I love High Intensity Interval Training (HIIT). Well, I love it when I’m not in the process of actually doing it! It is a fantastic way of improving sports performance in short periods of time.
I tried out a new protocol today, cribbed from ‘Referee Specific Training’, a presentation by Bryn Markham-Jones. You can find it on pages 17 and 18.
Here is my own summary, and I have put the timings differently to make it easier to follow when actually doing it.
WARNING: HIIT is, by definition, INTENSIVE! Be absolutely sure you are fit to do this. Check with your GP if required. It is also expected that you are fully warmed up before commencing this, as it STARTS with running fast.
Set treadmill inclination to suit your fitness.
00:00 – 18.5 km/h
00:30 – Jogging
01:30 – 16.5 – 17.5 km/h
02:30 – Jogging
03:30 – 16 – 17 km/h
05:00 – Jogging
06:00 – 15 – 16 km/h
08:00 – Jogging
09:00 – 16 – 17 km/h
10:30 – Jogging
11:30 – 16.5 – 17.5 km/h
12:30 – Jogging
13:30 – 18.5 km/h
14:00 – Jogging
15:00 – STOP.
REST 5 minutes.
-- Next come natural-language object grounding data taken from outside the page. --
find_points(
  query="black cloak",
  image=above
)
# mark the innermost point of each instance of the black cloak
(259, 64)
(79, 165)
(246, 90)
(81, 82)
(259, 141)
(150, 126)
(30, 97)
This is ONE SET. Repeat, to make a total exercise duration of 35 minutes.
Fun, huh? I made it through, although I went for a 0% incline and the ‘Jogging’ elements ended up mostly being ‘Walking recovery’ in all honesty. Need to step that up!
My own personal guideline for HIIT: “Do I feel like I might collapse if I do any more? Do I have a sense of euphoria for finishing?” Job done then!
Do you have any favourite interval training routines?
I attended my second Farnham Runners speed training session yesterday evening and it was great fun.
Here is the 60 second sprint protocol that was used. I’m not so good at doing this sort of training on my own as it is hard to stay motivated when it is so tiring! However, it all changes when in a friendly, welcoming and inspiring group.
WARM-UP: Gentle jog (5 minutes) followed by 10 minutes of dynamic stretching. Build running speed up to 60%, 80%, 100% (only over a short distance). Heart rate clearly elevated by end.
INTERVALS: 60 second sprint on the track. Place marker at your furthest point. Walk back to start. When all participants back, go again. FOUR INTERVALS. Your marker only moves if you manage to go further. After the 4th one, stay at your marker and rest 60 seconds. Then it is a handicap race back to the start (60 second time limit).
REST: Four minutes.
REPEAT INTERVALS: Marker stays put from first set!
COOL DOWN JOG: Very light jog (5 minutes).
STRETCHES: 10 minutes.
This was exhausting and my quads were ready to cramp all over the place at the end (the stretches were super-important as a result). I am proud that I managed to get the furthest distance but my sprint speed has always been good: It is just my endurance I need to work on.
I had to slow for some of the intermediate intervals but managed to beat my best distance on the final one! Yay!
It was probably the last Boxercise circuit class today for this year (It is a work gym and I’m off work for Christmas shortly). People are certainly dropping out for the usual seasonal reasons: Only three people were there!
Anything which encourages movement as well as a work-out is definitely what I am after. It’s also semi-interval training-esque (60 seconds of work-out, then 10-15 seconds rest as you change partner, repeat!)
And this seems a great link for more information on the whole Tabata thing:
It’s that time of year when Judo winds down a bit. People stop training due to the temptation of mince pies, and clubs close until the New Year.
It was hard to leave the house now that the heating is back, but I went along last night to a club I rarely get the chance to visit.
It was a great session. Constant activity throughout, and a good combination of static and moving Uchikomi, fitness and Randori. I think it was the energising sort of session that I needed. There wasn’t any technique training, but you pick up a LOT by working with higher grades, and there were a fair number present.
It was very cool for there to be a genuine cage fighter present – Gary Turner. And he is probably one of the nicest, down to earth and helpful people I have met in the sport. I have recently switched to more Judo-oriented fitness training (such as Interval training and weight movements which mimic those of Judo), and he has a lot of experience and recommendations in this area.
In particular, I should be looking a little into Tabata.
My current aim is to focus on conditioning as opposed to strength (I am carrying too much useless weight right now). A loss of 10kg should fix it, nothing major. I rarely think to myself, “I did badly because I’m not strong enough”. It’s getting tired and technique that lets me down.
Working on these should also increase my speed, as I am too static sometimes.